Book Data Difficulties
The most comprehensive and influential book sales data in the industry is basically inaccessible to anyone beyond the publishing industry.
As a Romance Book Data Analyst, I quickly learned that my main challenge would be . . . finding book data!
As data scientist and literary scholar Melanie Walsh explains in her essay, Where is All the Book Data?, most book sales data is "proprietary and purposefully locked away."
BookScan
The most comprehensive and influential book sales data in the industry—an exclusive subscription service called BookScan—is basically inaccessible to anyone beyond the publishing industry.

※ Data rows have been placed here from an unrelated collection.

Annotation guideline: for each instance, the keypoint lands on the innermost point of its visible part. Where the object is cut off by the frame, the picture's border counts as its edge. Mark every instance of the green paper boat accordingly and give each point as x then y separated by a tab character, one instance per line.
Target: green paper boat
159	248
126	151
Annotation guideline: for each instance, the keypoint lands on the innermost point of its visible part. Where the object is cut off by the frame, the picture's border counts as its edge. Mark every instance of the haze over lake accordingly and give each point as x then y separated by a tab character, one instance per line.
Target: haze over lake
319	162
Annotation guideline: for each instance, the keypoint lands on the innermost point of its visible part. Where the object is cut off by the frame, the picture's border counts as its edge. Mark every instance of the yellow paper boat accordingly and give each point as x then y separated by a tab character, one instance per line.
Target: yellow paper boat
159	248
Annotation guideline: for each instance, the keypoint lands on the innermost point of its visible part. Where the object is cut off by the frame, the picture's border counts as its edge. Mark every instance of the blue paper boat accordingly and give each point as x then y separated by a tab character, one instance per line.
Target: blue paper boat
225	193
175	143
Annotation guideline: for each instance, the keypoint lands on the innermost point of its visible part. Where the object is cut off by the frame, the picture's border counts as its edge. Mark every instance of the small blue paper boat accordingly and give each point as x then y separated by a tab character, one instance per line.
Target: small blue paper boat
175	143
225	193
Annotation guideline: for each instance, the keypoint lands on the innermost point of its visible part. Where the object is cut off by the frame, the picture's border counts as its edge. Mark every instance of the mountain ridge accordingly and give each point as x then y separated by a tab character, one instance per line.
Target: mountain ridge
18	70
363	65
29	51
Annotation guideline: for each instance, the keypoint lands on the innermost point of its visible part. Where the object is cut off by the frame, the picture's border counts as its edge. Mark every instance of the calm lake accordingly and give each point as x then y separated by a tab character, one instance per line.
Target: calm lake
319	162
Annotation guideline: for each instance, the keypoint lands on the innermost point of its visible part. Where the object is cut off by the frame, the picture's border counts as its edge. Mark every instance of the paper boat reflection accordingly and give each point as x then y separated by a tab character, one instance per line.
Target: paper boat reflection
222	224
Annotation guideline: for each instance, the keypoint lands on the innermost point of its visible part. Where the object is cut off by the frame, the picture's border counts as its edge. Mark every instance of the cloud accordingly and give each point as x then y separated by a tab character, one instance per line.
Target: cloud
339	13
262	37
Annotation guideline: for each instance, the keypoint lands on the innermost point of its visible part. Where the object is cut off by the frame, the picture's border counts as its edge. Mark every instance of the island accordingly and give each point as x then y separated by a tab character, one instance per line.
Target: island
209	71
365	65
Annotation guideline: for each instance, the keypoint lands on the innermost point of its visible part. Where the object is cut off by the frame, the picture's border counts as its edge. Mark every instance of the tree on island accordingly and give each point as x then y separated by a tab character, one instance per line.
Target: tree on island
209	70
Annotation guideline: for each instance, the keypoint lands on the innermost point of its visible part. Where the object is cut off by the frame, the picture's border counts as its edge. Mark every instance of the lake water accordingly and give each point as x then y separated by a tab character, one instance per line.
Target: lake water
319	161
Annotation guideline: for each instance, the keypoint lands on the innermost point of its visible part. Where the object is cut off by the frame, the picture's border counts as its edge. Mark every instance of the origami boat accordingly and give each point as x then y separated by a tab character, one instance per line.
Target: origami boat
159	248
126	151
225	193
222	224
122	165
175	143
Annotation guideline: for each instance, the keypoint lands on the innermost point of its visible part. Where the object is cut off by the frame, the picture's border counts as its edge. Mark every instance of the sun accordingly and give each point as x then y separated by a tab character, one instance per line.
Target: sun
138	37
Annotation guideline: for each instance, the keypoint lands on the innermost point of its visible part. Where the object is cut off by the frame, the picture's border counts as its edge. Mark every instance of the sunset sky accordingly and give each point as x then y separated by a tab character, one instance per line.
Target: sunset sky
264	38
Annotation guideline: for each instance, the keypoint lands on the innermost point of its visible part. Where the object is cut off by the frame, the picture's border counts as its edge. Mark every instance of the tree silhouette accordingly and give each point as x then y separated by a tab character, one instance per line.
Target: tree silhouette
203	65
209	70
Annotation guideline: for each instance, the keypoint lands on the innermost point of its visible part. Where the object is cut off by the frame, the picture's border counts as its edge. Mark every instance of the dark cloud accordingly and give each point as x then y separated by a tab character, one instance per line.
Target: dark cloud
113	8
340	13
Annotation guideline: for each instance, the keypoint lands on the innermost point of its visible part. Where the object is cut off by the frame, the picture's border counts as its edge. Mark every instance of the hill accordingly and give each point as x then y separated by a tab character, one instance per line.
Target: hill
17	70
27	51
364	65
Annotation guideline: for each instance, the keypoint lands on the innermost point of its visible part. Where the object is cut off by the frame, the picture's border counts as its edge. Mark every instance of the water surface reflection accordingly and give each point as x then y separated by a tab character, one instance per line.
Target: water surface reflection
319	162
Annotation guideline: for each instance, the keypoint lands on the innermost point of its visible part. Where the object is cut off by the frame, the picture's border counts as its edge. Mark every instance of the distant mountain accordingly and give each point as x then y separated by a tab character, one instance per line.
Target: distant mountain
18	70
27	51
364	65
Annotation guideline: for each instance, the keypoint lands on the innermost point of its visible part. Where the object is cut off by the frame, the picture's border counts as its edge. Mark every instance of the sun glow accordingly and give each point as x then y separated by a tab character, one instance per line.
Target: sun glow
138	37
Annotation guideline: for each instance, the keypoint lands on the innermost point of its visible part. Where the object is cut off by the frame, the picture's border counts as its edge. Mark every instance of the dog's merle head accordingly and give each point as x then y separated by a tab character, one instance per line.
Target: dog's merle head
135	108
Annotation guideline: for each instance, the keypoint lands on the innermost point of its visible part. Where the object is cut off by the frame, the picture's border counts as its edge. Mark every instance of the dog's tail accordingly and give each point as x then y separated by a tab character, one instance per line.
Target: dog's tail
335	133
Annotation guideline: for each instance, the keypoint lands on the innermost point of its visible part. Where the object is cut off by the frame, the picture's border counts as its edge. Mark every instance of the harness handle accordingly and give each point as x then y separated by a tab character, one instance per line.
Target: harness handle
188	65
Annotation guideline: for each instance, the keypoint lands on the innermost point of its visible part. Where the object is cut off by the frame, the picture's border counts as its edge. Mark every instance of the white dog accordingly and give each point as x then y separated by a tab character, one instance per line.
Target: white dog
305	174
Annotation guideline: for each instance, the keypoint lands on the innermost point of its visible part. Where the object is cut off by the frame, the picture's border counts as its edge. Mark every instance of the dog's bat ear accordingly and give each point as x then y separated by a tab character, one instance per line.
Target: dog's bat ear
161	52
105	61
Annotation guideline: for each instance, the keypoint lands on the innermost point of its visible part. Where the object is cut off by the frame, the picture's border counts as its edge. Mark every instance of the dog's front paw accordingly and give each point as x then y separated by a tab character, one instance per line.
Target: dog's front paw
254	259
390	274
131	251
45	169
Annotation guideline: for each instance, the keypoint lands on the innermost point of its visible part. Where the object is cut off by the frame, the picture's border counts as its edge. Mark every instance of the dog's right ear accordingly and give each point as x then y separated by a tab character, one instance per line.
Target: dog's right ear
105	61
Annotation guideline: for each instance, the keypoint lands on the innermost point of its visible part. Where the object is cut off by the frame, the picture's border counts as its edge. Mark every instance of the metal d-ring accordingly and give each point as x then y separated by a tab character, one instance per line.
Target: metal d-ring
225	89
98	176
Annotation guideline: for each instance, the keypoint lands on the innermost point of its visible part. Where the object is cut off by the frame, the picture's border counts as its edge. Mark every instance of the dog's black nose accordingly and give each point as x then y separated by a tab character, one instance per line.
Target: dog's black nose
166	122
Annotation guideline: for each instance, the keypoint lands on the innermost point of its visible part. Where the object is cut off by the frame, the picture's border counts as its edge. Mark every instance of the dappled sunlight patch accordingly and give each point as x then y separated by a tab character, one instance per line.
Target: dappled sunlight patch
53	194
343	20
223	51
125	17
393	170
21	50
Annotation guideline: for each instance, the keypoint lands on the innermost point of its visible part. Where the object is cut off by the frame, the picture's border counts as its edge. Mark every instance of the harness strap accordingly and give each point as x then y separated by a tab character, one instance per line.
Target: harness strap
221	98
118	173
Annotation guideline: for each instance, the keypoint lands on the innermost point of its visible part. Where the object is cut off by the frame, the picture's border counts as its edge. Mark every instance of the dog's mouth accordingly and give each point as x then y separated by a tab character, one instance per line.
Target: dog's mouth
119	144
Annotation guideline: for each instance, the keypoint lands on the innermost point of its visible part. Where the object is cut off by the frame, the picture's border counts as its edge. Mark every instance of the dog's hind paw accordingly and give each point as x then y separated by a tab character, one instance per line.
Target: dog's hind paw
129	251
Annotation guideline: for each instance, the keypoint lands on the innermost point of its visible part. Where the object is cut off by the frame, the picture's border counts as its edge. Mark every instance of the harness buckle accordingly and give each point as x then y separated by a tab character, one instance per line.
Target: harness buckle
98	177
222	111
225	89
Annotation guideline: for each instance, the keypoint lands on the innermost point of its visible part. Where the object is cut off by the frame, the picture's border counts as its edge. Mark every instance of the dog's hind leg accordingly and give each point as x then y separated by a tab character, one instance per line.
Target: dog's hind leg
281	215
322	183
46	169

And this top source of book sales data still has significant gaps. According to Walsh: "BookScan numbers, despite their significance and hold on the marketplace, are not completely accurate. BookScan claims to capture 85% of physical book purchases from retailers (including Amazon, Walmart, Target, and independent bookstores) and 80% of top ebook sales."
Read more
Where is All the Book Data? (Public Books)
Bestseller Lists
Another potential source of book data is bestseller lists, but I soon learned these are also fraught with issues. In 2022, Esquire published an article outlining many of the problems with The New York Times Best Seller list: "No one outside The New York Times knows exactly how its best sellers are calculated—and the list of theories is longer than the actual list of best sellers.
In Bestseller Lists are Broken, Kathleen Schmidt explains that bestseller lists are disappearing and the ones that still exist aren't equitable. For example, the Wall Street Journal dropped its bestseller list in 2023 even though it actually "used data from Bookscan to rank books, making it one of the most accurate consumer-facing lists."
Read more
The Murky Path To Becoming a New York Times Best Seller (Esquire)
Bestseller Lists are Broken (Publishing Confidential)
Amazon
I thought Amazon might be another possible source of book data—maybe not sales figures, but at least a listing of how many books in a certain genre were published each year. After all, Amazon does have an Advanced Search tool that allows you to search by subject and publication date. However, when I attempted to do advanced searches on their website to find lists of romance books by year, I ran into so many issues with the resulting data—incomplete, inconsistent and messy—that I eventually gave up. They also have a separate Kindle Store, which further complicates search results (not to mention that the separate Advanced Search tool in the Kindle Store appeared to be broken and wouldn't even return results by publication date at the time this post was published).
As Christine M. Larson explains in her book, Love in the Time of Self-Publishing:
"Authors may be interested in making their books easy to find, but Amazon is also interested in selling advertising, so it benefits from the clutter. Because Amazon has its own e-book imprints, including the Montlake romance imprint, indie authors and publishers are competing against Amazon—which holds all sales data about all books from all publishers on its site, a huge marketing advantage."
One example of this clutter and messiness on Amazon is the overwhelming amount of duplication and repetition when it comes to book genres and subgenres. While recently analyzing a Paranormal Romance bestseller list, I came across the following overlapping list of book categories (see image below).
Monetization of Data
One of the factors at play is the monetization of data.
According to a report from SNS Insider, a market research and consulting agency, the data monetization market is expected to reach USD 17.33 billion by 2032, growing at a rate of almost 20%.
Their news release for the report summarizes it succinctly: "As organizations generate massive volumes of data, there is a significant push to leverage this data for revenue-generating opportunities. Data monetization enables businesses to optimize data assets, generate insights, and create new streams of income."
With the lack of book sales data available, I thought I could potentially analyze social media data related to books and authors. Ten years ago I remember using free tools to track hashtags and keywords, for example. However, I quickly realized that this type of data is also essentially "locked away," in this case behind expensive social media management tools that generally only large companies can afford.
Conclusion
As a result of these limitations, I have to be more creative and resourceful when it comes to finding data sources for romance books. I'm hopeful that initiatives like the Post45 Data Collective (mentioned in the Where is All the Book Data? essay), which is an open access site that peer reviews and publishes literary and cultural data, will continue to grow and provide more data to help us better understand the publishing industry.